- Over the last decade, active strategies with lower turnover and greater concentration have delivered better performance, down market capture and Sharpe ratios than more diversified, higher turnover strategies.
- As a result, active management is best evaluated on a strategy-specific level and on the degree to which active strategies differ from their benchmark.
- We believe conditions are improving for active managers and that a patient, high active share approach is the most effective way to capture the benefits of active management.
Active management plays a useful purpose in supporting the proper functioning of capital markets and providing long-term investors the chance to earn returns in excess of market averages. The intentional buying and selling of stocks at specific levels provides price discovery and liquidity, essential components in properly valuing the earnings potential, benefits and risks of individual businesses and allows shares to be efficiently transferred from one owner to another. Active management offers opportunities not available through passive strategies, such as leveraging mispricings in less efficient parts of equity markets. An active approach can also improve risk-adjusted returns through a dedicated focus on risk management, both ex-ante through fundamental security analysis that eliminates individual stocks or entire sectors from purchase consideration and ex-post by monitoring existing position sizes and portfolio construction. Despite these inherent advantages, active strategies are taken to task for their inability to outperform the market and thus justify their management fees. We acknowledge that in aggregate, active funds have failed to deliver consistent alpha in recent years as demonstrated by the underperformance of active U.S. large cap core strategies versus the S&P 500 Index.1 But in a U.S. market with the choice of more than 1,000 actively managed large cap strategies, active strategies with certain characteristics that are repeatable over time have been shown to outperform market averages over full cycles.
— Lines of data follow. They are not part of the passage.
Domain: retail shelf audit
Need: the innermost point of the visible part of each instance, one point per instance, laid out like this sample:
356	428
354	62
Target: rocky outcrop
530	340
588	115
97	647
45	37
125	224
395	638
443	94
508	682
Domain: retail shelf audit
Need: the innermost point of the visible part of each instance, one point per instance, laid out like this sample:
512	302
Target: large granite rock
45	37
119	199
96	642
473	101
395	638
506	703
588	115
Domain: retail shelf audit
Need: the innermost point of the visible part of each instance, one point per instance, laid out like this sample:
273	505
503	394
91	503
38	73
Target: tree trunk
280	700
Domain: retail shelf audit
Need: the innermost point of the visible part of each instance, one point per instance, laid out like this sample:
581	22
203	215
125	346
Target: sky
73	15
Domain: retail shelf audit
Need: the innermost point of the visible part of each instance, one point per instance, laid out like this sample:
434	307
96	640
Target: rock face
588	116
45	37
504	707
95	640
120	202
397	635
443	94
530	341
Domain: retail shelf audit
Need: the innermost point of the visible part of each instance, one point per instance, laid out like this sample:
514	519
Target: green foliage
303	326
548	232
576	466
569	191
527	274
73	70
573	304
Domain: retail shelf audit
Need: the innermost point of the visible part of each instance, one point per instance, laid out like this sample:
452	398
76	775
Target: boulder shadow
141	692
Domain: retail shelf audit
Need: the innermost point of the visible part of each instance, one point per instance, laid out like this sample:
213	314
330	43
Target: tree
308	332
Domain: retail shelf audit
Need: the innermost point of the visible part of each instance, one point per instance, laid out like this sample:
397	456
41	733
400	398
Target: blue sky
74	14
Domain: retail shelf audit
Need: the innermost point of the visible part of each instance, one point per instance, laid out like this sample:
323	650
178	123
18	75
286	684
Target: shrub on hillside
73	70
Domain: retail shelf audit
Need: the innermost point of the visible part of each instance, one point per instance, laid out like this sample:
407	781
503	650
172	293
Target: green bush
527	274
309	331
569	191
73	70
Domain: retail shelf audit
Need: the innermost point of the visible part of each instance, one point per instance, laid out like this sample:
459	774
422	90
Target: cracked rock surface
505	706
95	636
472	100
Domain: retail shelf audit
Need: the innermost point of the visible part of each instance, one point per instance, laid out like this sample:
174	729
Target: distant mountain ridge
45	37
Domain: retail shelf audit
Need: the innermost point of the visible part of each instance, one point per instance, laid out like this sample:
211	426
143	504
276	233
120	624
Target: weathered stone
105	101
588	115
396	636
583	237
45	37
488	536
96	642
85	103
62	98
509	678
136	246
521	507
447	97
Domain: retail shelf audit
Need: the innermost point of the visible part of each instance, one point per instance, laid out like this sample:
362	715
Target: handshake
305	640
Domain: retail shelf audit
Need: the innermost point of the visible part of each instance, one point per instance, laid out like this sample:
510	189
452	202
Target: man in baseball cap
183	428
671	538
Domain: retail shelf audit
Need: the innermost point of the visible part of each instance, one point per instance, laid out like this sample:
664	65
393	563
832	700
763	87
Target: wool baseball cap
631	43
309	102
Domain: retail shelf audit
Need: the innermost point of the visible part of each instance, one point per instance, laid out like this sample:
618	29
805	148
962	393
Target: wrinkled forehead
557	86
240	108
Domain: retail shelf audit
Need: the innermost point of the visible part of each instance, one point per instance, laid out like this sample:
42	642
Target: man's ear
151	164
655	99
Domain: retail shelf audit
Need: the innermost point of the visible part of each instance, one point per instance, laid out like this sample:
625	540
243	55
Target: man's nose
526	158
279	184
The efficacy of active management has come under greater scrutiny in an investment environment driven more and more by fiduciary concerns. The growing fiduciary emphasis on selecting prudent investments has made cost a key measure of a strategy’s appropriateness. To justify the higher fees active managers charge compared to passive alternatives, these managers are expected to outperform their benchmark index net of fees. Among large cap active strategies in the eVestment database, the majority of active managers have fallen short of the market returns produced by passive strategies, thus failing to justify their higher fees.2 This broad repudiation of active management, however, misses a practical point: investors do not choose a broad management style active or passive but rather a specific strategy to meet their individual needs. In this context, it is impractical to lump all active funds into a single bucket when the active universe includes a wide variety of approaches and potential outcomes. While we agree that active strategies with index-like characteristics are unable to justify their higher fees, active approaches that produce portfolios which make measured choices against an index have a higher likelihood of adding value beyond those provided by passive approaches. We will discuss the characteristics of these active approaches in more detail later in the paper.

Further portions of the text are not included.